Thursday, November 02, 2006

Rural World Politics

Today's New York Times contains a insight-less op-ed written by Brian Mann, who it appears is a reporter for North Country Public Radio and has written a book about conservative rural voters which I guess makes him an expert on these things. Mann's piece is interesting for the mere fact that it is so uninteresting and provides no original analysis except to hint that old Karl Rove's 2006 trick-up-his-sleeve is an easily manipulated group of "heartland" voters that will head to the polls and crown their GOP standard bearers as kings for two more years. The problem is that Mr. Mann doesn't seem to want to invest any time into discussing why these traditionally conservative voters are actually starting to turn their backs on the GOP—perhaps it is because in times like these, cultural wedge issues that simply do not impact the day-to-day governance of America seem less worrisome but issues like prolonged war, healthcare and wage levels seem intensely important—and thus Mann would rather pass along historical rhetoric (he has the gall to call all-white, rural conservatives "often-overlooked" and a "minority" group) and regurgitate demonstrably false themes.

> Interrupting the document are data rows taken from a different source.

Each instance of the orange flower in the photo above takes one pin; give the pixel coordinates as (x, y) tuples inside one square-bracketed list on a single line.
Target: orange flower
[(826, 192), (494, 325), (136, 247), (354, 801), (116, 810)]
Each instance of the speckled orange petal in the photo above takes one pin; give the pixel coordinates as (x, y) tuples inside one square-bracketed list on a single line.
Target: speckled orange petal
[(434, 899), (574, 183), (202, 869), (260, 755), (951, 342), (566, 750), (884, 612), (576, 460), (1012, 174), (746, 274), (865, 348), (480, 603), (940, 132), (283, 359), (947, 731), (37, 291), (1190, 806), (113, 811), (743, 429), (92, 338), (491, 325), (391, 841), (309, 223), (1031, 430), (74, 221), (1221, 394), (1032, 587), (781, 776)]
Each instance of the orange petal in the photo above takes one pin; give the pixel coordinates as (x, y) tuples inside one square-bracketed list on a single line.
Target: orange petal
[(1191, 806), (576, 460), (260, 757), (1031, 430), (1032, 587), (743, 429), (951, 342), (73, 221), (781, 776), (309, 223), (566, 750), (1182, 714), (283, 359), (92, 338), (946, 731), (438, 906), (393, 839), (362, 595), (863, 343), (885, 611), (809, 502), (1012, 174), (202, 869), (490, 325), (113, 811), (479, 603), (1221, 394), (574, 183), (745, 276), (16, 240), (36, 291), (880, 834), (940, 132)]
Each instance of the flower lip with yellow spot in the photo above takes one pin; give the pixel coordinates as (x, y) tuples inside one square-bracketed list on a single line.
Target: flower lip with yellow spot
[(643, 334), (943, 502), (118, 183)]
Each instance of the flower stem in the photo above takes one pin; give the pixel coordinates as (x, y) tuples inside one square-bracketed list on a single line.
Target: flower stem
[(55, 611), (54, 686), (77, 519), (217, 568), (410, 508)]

For example, Mann notes that, "a growing number of Democrats have awakened to the fact that small town voters matter." Does this make any empirical sense? Does anyone truly believe that Democrats have been ignoring small towns throughout the past several decades of national and local elections? No way. (And if you want to talk about ignoring people, let's have the GOP justify the way George W. Bush ignores real Americans who can't get tickets to his love-me-or-leave-me public events.) This "Democrats don't recognize you folks" line of argument is a giant myth that conservatives love to throw around in order to make rural voters feel victimized by the left and more sympathetic to their Far Right suitors. Sadly, it sometimes works. But the truth is that Democrats haven't ignored rural voters at all. John Kerry's pick of John Edwards as his running mate in 2004 was a significant step in the rural direction for Democrats—Edwards nearly won the Iowa caucuses with his plain language and genuine empathy that struck a deep chord with conservative, rural Iowans.

National and local democratic candidates have been trying to speak directly to rural America about common sense issues for years. The problem is that those issues don't get much play in elections anymore. We can hope that 2006 is changing that reality, but the GOP has tried extremely hard to change the subject. Democrats have simply been inept at employing an effective way to blunt cultural wedge issues and start illuminating their own solutions to issues that government can do something about.

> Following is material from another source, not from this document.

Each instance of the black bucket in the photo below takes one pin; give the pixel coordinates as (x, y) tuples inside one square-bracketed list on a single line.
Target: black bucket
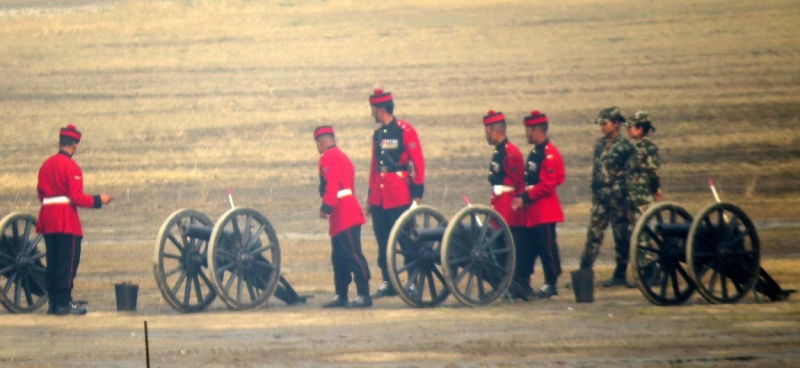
[(126, 296), (583, 285)]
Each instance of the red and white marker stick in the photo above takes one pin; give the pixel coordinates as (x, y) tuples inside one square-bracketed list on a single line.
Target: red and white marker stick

One way to do this would be to stop providing such thick oxygen to these wedge issues in too-clever-by-half ways (i.e., Kerry's Mary Cheney debate moment or even Kerry’s recent “get stuck in Iraq” routine) and start asking the GOP to confront the consequences of their faith-fueled desires. Any Democrat could easily stand up to a Republican and ask:

What happens when we amend the constitution to prevent gay marriage? Homosexual Americans will still exist, and will need legal protections to visit one another in the hospital or will one another property. You cannot legislate people away. They are Americans. This isn't the answer, it creates more problems, and makes homosexuals vulnerable. What happens when we ban all abortions in America? Unwanted pregnancies will still exist, and these women will need legal protections to ensure their safety and health. You cannot legislate people away. They are Americans. This isn't the answer, it creates more problems, and makes women everywhere more vulnerable. What happens when no embryonic stem cell research is allowed in this country? Individuals with diseases and insufferable injuries will still exist, and these individuals deserve the pursuit of a cure to what ails them. You cannot legislate people away. They are Americans. This isn't the answer, creates more burdens, and makes the ill even more vulnerable.

At some point in time, once the plumes of the Bush administration’s fear and untruths dry up into minor drops of deceit, then the Democrats might be able to speak to our better instincts in such a way. Until then, they must shift the debate as much as possible and fight to get words of reason in edgewise. Democrats like Claire McCaskill in Missouri, Jon Tester in Montana, Amy Kobluchar in Minnesota, and even Harold Ford in Tennessee are doing what Democrats have always done when it comes to approaching voters in America’s small towns. They are speaking about real solutions to real problems that will bring all Americans to a higher ground. In 2006, their messages are breaking through, not because they have never been made before, as Mr. Mann claims, but because all voters are finally beginning to see the Republican party and it’s war President for what they are—diviners of a smokescreen of cultural and physical fears fully intended to hide cronyism, hypocrisy and failure.